Reforms to Regain the Presidency
Harding did accept some government reforms to improve its efficiency. After failing to pass during the Wilson presidency, Harding signed a revised version of the Budget and Accounting Act of 1921, which allowed the President to present a unified budget for the first time (rather than have each cabinet secretary submit a budget to Congress), and which also created the General Accounting Office to audit government expenditures. He also supported bills assisting farm cooperatives and the liberalization of farm credit. Perhaps most importantly, unlike his predecessor Wilson, Harding was generally tolerant on civil liberties, honestly criticizing the unfair treatment of African Americans. He once lectured a segregated crowd of thirty thousand people at the University of Alabama on the virtues of racial equality and the evils of segregation.
Harding backed away from granting a general amnesty to the hundreds of Americans jailed for nonviolent antiwar protests during the Wilson years, but he did instruct the Justice Department to review each arrest on a case-by-case basis. Among those pardoned was Eugene V. Debs, the Socialist leader and five-time presidential candidate, who was serving a ten-year sentence at the federal penitentiary in Atlanta. Debs had won over ninety thousand votes from his prison cell in the 1920 election. As a condition for the pardon, Harding insisted that Debs come to the White House after being released from jail so the two men could meet.

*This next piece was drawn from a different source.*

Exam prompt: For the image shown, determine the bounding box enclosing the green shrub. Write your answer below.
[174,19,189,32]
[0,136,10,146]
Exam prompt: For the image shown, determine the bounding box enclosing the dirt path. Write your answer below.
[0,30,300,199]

Immigration Quotas and Pro-Business Stance
This generous and humane approach to healing domestic war wounds contrasted with Harding's support for the Johnson Immigrant Quota Act of 1921, which stipulated that the annual immigration of a given nationality could not exceed 3 percent of the number of immigrants from that nation residing in the U.S. in 1910. This quota made it more difficult for immigrants from southern and eastern Europe, whose numbers had been smaller in 1910, to enter the country. It would be the first in a series of anti-immigrant steps in the 1920s that greatly favored northern Europeans and immigrants from the Western Hemisphere over Italians, Russians, and eastern and central Europeans. Republicans passed these laws in part because immigrants from southern and eastern Europe were more likely to enroll in the Democratic Party.

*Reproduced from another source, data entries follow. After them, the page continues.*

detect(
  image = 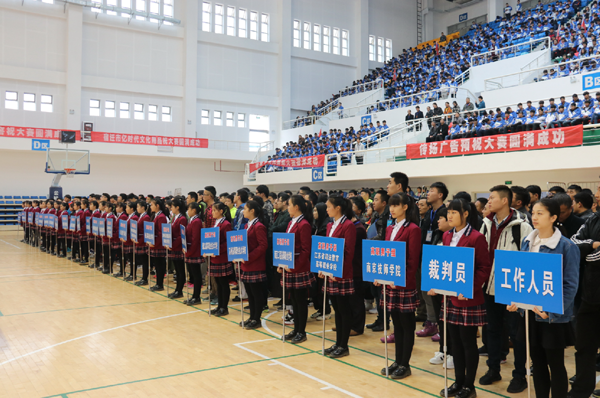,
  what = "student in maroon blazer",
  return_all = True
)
[169,198,187,299]
[277,195,315,344]
[183,202,203,305]
[240,200,269,329]
[148,198,169,292]
[381,193,421,379]
[428,199,492,398]
[123,202,138,281]
[319,196,356,358]
[207,202,235,316]
[135,200,151,286]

On most issues related to the economy and foreign trade, Harding was decidedly conservative—determined, actually, to make the federal government serve U.S. business interests. He supported efforts by Secretary Mellon, one of the wealthiest men in the nation, to push through substantial tax cuts for the rich and for corporations. By 1926, a person earning $1 million annually paid less than a third of the income tax he had paid in 1920. And Harding's stand-pat attitude helped bestow confidence among U.S. business interests during the sharp deflation in 1920, which lasted for about one year. During that downswing of the economy, wages dropped drastically, and over twenty thousand business failures occurred. Delivering on his campaign promise, Harding supported, moreover, the Fordney-McCumber Tariff Act that reversed the downward movement in rates initiated by Wilson. The higher rates resulting from this piece of legislation were favored by industrialists who supported the Republican Party. Equally important in setting a pro-business tone were Harding's actions to encourage the Federal Trade Commission, the Justice Department, and the Interstate Commerce Commission to cooperate with corporations rather than to regulate them or to instigate antimonopoly actions against them.